While my husband and I busied ourselves with countless chores this morning, my daughter called out, “I’m ready for an art project! I’m sitting at my table and NEED an art project!!” So demanding! Forget that she’s got a sweet little self-service area all set up where she can access paper, markers, scissors (yes, that’s right…scissors…lucky kid!), glue, and glitter glue. But she wants MORE! So, my brain starts cranking a little faster, and I hustle to pull this pine cone glitter bonanza together for her.

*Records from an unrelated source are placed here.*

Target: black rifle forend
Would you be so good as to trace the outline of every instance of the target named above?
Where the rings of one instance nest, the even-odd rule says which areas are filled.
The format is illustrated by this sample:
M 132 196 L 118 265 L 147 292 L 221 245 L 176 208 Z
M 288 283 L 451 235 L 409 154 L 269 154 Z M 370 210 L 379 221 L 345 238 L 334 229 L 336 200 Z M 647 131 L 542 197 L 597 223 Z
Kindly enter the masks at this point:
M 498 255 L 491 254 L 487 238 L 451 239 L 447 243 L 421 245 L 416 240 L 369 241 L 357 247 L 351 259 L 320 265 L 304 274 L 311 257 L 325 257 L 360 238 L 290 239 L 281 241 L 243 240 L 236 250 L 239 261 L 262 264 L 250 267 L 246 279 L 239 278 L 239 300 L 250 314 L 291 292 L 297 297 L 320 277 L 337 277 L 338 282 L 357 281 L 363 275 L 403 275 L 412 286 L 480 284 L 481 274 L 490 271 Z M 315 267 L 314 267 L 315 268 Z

N chose the paint colors, brushes, and glitter colors, and we spent a good deal of time mixing up a batch of “magenta” paint with red, purple, and white. It didn’t really turn out looking like magenta in the end, but at least we could name the strange, emerging color something other than red, which it was clearly not.

And this was not just for my daughter…my husband and I jumped in the fun, too. (Thanks, Susie, for the gorgeous bronzy glitter. Scott made some good looking pine cones way sparkly with it today!).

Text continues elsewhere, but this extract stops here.